FDA Approves Acalabrutinib for Mantle Cell Lymphoma

Richard Pazdur, MD

The FDA has granted an accelerated approval to acalabrutinib (Calquence) as a treatment for adult patients with mantle cell lymphoma (MCL) following at least 1 prior therapy.

The approval was based on findings from the 124-patient ACE-LY-004 phase II trial, in which the investigator assessed objective response rate (ORR) was 81% with acalabrutinib (95% CI, 73%-87%). The complete response (CR) rate with acalabrutinib was 40% and the partial response (PR) rate was 41%.

The approval for the novel BTK inhibitor acalabrutinib arrived several months ahead of expectations under the Prescription Drug User Fee Act and followed a breakthrough therapy designation from the FDA for MCL in early August.

“Mantle cell lymphoma is a particularly aggressive cancer,” Richard Pazdur, MD, director of the FDA’s Oncology Center of Excellence and acting director of the Office of Hematology and Oncology Products in the FDA’s Center for Drug Evaluation and Research, said in a statement. “For patients who have not responded to treatment or have relapsed, Calquence provides a new treatment option that has shown high rates of response for some patients in initial studies.”

In the ACE-LY-004 study, 124 patients with MCL received oral acalabrutinib at 100 mg twice daily. The median age of patients was 68 years, and most were male (80%). The median time since diagnosis was 46.3 months and 93% of patients had an ECOG performance status of 0 or 1. The median number of prior treatments was 2 (range, 1-5), which included stem cell transplant for 18% of patients. Those treated with a prior BTK inhibitor were excluded from the trial.

At a median follow-up of 15.2 months, the ORR by independent review committee was 80% (95% CI, 72%-87%), which was comprised evenly of CR and PR rates of 40%. The median duration of response was not yet reached at the time of analysis, with responses ongoing at 20+ months. The median time to best response was 1.9 months.

Of the 124 patients in the phase II trial, 80 were ≥65 years of age and 32 were ≥75 years. Overall, there were no meaningful efficacy differences observed between those ≥65 years of age and those younger. Additionally, the safety profile was similar between the two age groups, according to the FDA.

The most common adverse events (AEs) of any grade were anemia (46%), thrombocytopenia (44%), headache (39%), neutropenia (36%), diarrhea (31%), fatigue (28%), myalgia (21%), and bruising (21%). The most common grade ≥3 AEs were neutropenia (15%), thrombocytopenia (12%), anemia (10%), and diarrhea (3.2%).

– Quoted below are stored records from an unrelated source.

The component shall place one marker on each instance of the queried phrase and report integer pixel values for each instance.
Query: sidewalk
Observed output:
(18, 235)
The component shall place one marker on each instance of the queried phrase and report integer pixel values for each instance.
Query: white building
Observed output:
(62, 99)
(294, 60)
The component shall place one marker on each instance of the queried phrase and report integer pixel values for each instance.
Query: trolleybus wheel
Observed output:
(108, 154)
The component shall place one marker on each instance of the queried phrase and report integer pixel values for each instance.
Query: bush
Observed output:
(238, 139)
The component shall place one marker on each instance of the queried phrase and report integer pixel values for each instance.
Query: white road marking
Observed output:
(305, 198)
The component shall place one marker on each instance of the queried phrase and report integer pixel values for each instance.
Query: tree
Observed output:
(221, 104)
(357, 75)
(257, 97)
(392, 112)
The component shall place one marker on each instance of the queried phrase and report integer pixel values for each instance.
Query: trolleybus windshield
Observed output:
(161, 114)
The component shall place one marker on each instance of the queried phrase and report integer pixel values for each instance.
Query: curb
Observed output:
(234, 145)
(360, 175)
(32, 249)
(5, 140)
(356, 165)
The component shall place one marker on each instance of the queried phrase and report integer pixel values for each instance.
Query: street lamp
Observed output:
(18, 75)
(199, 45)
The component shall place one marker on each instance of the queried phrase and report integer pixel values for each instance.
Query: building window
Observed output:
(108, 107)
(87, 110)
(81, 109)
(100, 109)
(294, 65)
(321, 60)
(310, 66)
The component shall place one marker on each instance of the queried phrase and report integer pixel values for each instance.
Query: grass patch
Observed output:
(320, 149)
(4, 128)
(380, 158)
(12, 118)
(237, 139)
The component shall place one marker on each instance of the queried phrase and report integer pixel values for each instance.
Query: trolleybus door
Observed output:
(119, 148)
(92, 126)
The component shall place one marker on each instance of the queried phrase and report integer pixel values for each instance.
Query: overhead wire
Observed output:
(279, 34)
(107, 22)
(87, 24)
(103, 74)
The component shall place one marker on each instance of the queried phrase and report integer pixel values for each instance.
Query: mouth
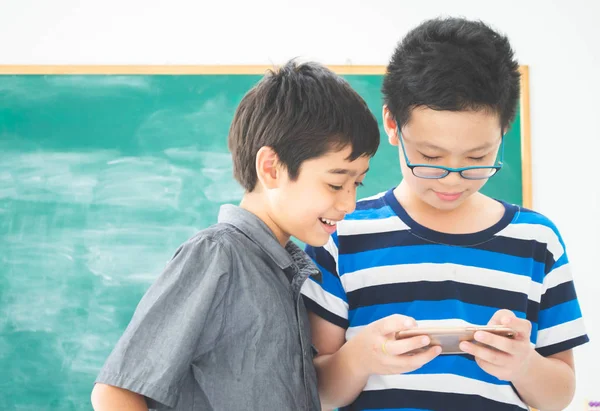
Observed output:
(448, 196)
(329, 225)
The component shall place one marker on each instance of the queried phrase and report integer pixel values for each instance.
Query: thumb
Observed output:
(394, 323)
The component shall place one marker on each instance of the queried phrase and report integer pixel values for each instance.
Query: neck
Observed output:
(256, 204)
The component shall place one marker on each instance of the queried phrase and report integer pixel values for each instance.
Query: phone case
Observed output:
(450, 338)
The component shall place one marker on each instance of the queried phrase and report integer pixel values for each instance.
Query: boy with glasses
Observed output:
(434, 251)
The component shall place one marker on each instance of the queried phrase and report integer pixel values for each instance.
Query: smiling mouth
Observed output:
(328, 222)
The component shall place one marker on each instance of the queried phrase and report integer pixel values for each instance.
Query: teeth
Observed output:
(326, 221)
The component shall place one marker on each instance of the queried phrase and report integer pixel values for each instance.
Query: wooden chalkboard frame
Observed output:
(526, 182)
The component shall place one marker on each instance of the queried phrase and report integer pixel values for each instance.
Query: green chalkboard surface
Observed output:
(101, 178)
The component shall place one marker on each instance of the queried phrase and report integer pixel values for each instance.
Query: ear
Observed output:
(268, 168)
(390, 126)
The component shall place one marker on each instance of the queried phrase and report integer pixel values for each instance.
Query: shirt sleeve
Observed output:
(179, 318)
(560, 325)
(326, 298)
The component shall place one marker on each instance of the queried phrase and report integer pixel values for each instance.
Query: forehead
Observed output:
(337, 159)
(453, 127)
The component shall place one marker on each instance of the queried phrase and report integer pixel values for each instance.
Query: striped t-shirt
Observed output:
(381, 262)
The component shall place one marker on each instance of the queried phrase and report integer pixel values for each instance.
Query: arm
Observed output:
(343, 368)
(108, 398)
(179, 318)
(549, 383)
(546, 383)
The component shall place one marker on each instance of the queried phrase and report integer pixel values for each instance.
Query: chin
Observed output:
(315, 240)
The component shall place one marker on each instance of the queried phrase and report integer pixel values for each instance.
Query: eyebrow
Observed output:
(345, 171)
(443, 150)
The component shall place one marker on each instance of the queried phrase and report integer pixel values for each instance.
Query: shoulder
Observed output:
(532, 225)
(216, 243)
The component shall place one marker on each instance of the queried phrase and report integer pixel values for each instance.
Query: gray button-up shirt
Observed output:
(223, 327)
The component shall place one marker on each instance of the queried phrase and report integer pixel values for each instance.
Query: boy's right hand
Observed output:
(375, 349)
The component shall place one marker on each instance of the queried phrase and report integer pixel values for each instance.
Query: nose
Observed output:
(346, 201)
(452, 179)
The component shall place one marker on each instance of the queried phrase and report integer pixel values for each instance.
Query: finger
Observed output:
(394, 323)
(497, 341)
(490, 368)
(408, 363)
(398, 347)
(484, 353)
(520, 325)
(499, 316)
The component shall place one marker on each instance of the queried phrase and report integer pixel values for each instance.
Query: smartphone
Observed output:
(449, 338)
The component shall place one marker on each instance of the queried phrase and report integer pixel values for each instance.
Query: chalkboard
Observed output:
(103, 173)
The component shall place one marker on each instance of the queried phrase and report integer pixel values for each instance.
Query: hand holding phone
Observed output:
(449, 338)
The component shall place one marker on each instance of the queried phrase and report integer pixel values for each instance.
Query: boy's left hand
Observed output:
(514, 355)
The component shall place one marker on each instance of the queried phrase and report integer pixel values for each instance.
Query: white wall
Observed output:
(559, 40)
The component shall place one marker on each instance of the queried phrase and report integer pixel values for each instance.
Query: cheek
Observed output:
(418, 185)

Serious AEs associated with acalabrutinib included hemorrhage, infections, and atrial fibrillation. In a database of 612 patients treated with acalabrutinib monotherapy across clinical trials, 18% of patients experienced grade ≥3 infections, most frequently pneumonia. In this safety group, atrial fibrillation and atrial flutter of any grade occurred in 3% of patients, with 1% having a grade 3 event. Overall, bleeding, bruising, or petechiae events of any grade occurred in approximately 50% of patients, with grade ≥3 events seen in 2% of patients.

The median duration of treatment with acalabrutinib was 16.6 months (range, 0.1-26.6), with 73.4% of patients receiving the medication for ≥6 months and 59.7% of patients on treatment for ≥1 year. Overall, dose reductions due to AEs were required for 1.6% of patients and dose discontinuations were required for 6.5%.

“The acalabrutinib approval represents an important development for patients currently battling mantle cell lymphoma, an aggressive type of blood cancer that is typically diagnosed at an advanced stage and associated with a high relapse rate," lead investigator of the study Michael L. Wang, MD, Professor, Department of Lymphoma/Myeloma, The University of Texas MD Anderson Cancer Center, said in a statement. "In addition to the overall response rate, the high complete response rate of 40% seen in this trial illustrates the potential of acalabrutinib to help patients.”

Findings from the ACE-LY-004 study have not yet been formally published or presented, with data from the study solely released in the package insert along with the approval. AstraZeneca, the company developing the drug, told OncLive that the data are slated to be presented at a medical meeting later this year.

Under the accelerated approval program, full approval for acalabrutinib is contingent on findings from confirmatory trials. Currently, the phase III ACE-LY-308 clinical trial is evaluating acalabrutinib in combination with bendamustine and rituximab (BR) versus placebo plus BR for patients with untreated MCL.